On 24th to 26th July 2012, a meeting of Kazakhstan human rights defenders who specialise in monitoring prisons was hosted by Penal Reform International (PRI) at the Kegok Centre, near Astana. There are currently 13 public monitoring commissions in Kazakhstan with each group made up of human rights defenders, journalists, lawyers and academics. The Penal Executive Code states that the commissions shall have access to all prisons in their region. At present each commission is working independently and the aim of the meeting was to bring all the groups together by establishing a Coordinative Council of Public Monitoring Commissions (PMCs).
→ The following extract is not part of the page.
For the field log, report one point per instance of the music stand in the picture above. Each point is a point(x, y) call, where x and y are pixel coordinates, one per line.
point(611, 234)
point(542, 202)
In many countries where public monitoring of prisons is established, a coordinating body is usually set up to consolidate all the groups who carry out this vital work. In Russia there is the Public Chamber and in the UK it is the Independent Monitoring Board. A coordinating body in Kazakhstan will ensure that each group works to a consistent standard whilst retaining its independence. The collective voice will have greater strength in dialogue with the Government and the general public in raising issues of concern regarding people in custody.
PRI has been striving since 2001 to establish a public oversight system for the prisons in Kazakhstan. The PMCs are unique in that it is the only mechanism in the country authorised to carry out monitoring of prisons through the code dealing with Human Rights, set up by local non-governmental organisations (NGOs) without the approval of the State. “Establishment of the Council is very important to us because it will give each of the monitoring commissions the tools they need to work independently yet with support from the coordinating body,” stressed Saule Mektepbayeva, Regional Director of PRI in Central Asia.
Nikhil Roy, Programme Director of PRI and Angela Clay, Chairman of the Association of Members of Independent Monitoring Boards (AMIMB), an NGO which supports prison monitors in the UK, together with a number of national experts, were invited to conduct workshops on sustainable development of the future Council. During the meeting strategic plans for the next three years were drafted and a code of ethics and the new penal code discussed.
“The event was very important for us to not only help facilitate taking a decision on the form of legal entity of the future Council and discuss other formalities but also to formulate the rules of the Council in accordance with the democratic principles of public oversight,” said Ardak Zhanabilova, chair of the PMC of Almaty and the Almaty region and chair of the Centre for Monitoring Human Rights.
The event was organised by PRI within the framework of programmes funded by the European Union, the British Embassy in Kazakhstan and Open Society Institute (OSI).